Yunnan Baiyao Group Co.Ltd(000538) the enthusiasm for cross-border investment is obvious to all in the industry.

The annual report shows that in 2021, Yunnan Baiyao Group Co.Ltd(000538) achieved an operating revenue of 36.374 billion yuan, an increase of 11.09% year-on-year; The net profit attributable to shares was 2.804 billion yuan, a year-on-year decrease of 49.17%, which was the first decline in the net profit of Yunnan Baiyao Group Co.Ltd(000538) in recent 10 years.

In 2021, Yunnan Baiyao Group Co.Ltd(000538) invested in 9 stocks, including Xiaomi group and Jiangsu Hengrui Medicine Co.Ltd(600276) etc., with varying degrees of losses. Among them, the investment in Xiaomi group lost more than 1.4 billion yuan, Jiangsu Hengrui Medicine Co.Ltd(600276) lost 220 million yuan, and the cumulative loss of 9 stocks was nearly 2 billion yuan.

From the perspective of business segment, the former giant of traditional Chinese medicine achieved the second industry position of toothpaste in China due to cross-border daily chemical products, and Yunnan Baiyao Group Co.Ltd(000538) became the leading enterprise in China’s large health industry.

However, at the same time, the problems of low R & D investment and weak innovation ability in the traditional Chinese medicine industry also perplex Yunnan Baiyao Group Co.Ltd(000538) . According to the financial report data, the R & D investment of Yunnan Baiyao Group Co.Ltd(000538) in 2021 was 331 million, only 16.65% of Shanghai Pharmaceuticals Holding Co.Ltd(601607) .

From the perspective of innovative products, the only outstanding variety of Yunnan Baiyao Group Co.Ltd(000538) traditional Chinese medicine products is trauma.
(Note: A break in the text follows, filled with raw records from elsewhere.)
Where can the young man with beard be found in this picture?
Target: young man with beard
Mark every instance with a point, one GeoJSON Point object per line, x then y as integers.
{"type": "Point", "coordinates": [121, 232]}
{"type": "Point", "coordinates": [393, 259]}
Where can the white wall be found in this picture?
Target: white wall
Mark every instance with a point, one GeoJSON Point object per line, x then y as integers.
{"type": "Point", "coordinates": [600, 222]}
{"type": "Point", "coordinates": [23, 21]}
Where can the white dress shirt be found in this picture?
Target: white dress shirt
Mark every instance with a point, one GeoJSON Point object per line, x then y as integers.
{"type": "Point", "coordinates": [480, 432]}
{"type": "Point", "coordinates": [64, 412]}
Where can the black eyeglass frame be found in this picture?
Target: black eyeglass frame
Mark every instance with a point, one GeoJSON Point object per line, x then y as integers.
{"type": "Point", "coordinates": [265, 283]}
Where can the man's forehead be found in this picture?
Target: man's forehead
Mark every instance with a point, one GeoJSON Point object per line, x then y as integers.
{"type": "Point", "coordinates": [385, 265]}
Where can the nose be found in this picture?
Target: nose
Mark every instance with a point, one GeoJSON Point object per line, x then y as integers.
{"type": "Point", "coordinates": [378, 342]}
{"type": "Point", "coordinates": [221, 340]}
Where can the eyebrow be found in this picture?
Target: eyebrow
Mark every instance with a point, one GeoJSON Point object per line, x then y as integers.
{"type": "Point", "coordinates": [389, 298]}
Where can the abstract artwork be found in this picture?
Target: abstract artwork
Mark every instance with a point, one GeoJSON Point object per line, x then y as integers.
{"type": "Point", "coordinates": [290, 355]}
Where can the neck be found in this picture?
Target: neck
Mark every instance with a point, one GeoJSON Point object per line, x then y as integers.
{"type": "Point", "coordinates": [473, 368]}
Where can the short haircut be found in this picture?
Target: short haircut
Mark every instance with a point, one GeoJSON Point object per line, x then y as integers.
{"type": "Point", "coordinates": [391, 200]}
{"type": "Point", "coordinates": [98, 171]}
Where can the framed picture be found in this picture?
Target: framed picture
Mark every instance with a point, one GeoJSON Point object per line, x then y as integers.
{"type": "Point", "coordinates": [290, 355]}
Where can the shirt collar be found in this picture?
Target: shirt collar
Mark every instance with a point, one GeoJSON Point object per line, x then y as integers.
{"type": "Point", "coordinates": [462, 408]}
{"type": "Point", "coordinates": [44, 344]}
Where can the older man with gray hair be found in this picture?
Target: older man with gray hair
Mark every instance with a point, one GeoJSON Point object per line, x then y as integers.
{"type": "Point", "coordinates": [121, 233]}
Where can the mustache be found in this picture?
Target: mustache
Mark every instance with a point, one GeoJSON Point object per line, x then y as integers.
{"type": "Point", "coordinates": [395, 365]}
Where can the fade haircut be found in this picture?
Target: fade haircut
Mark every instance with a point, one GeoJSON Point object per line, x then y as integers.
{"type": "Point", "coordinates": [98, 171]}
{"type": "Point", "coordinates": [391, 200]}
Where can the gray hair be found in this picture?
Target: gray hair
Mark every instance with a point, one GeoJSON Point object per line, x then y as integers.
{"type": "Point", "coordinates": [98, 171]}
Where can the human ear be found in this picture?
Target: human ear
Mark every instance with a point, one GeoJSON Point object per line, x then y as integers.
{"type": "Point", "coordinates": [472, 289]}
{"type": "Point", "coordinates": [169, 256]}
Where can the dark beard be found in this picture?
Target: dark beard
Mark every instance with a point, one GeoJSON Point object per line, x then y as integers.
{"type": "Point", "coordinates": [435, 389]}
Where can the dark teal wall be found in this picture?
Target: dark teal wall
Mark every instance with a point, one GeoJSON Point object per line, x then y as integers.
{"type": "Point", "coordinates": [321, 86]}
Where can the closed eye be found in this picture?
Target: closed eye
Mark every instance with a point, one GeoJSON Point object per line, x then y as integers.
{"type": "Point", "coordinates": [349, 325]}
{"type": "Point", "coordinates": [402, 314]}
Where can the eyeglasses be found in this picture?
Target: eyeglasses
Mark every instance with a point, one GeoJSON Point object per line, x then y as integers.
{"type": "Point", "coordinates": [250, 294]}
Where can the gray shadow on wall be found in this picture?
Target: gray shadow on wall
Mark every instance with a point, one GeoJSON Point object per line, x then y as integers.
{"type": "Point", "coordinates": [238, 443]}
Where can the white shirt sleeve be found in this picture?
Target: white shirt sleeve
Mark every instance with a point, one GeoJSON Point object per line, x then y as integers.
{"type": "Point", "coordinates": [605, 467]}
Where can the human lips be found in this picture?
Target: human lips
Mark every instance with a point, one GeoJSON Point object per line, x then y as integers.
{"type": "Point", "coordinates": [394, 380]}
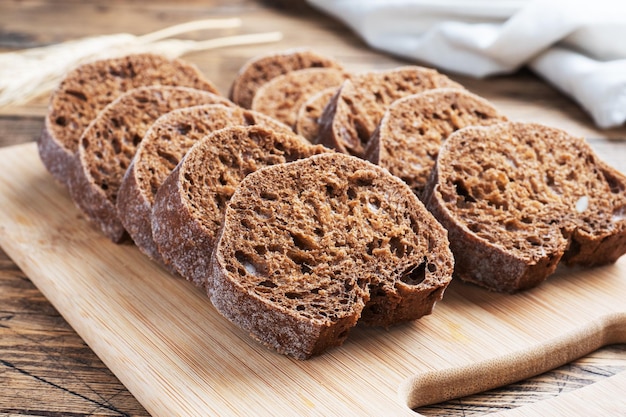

Some investors doubt that Yunnan Baiyao Group Co.Ltd(000538) has weak innovation ability, and its advantages in traditional Chinese medicine are “chicken ribs” for Shanghai Pharmaceuticals Holding Co.Ltd(601607) who wants to develop innovative drugs.

Reporters also noted that in 2021, Yunnan Baiyao Group Co.Ltd(000538) completed the acquisition of Yunnan Baiyao Group Co.Ltd(000538) group medical technology Hefei Co., Ltd., 12 newly established Yunnan Baiyao Group Co.Ltd(000538) days Catering Management Co., Ltd., Yunnan Yun Yao flavor and fragrance Co., Ltd., the report added 13 subsidiaries. At the same time, it is also marching into the fields of medical beauty, oral care and new retail health services, skin science and so on.

Can such cooperation really be beneficial to Shanghai Pharmaceuticals Holding Co.Ltd(601607) China? The reporter asked about Shanghai Pharmaceuticals Holding Co.Ltd(601607) aspects, but as of press time, no reply was received.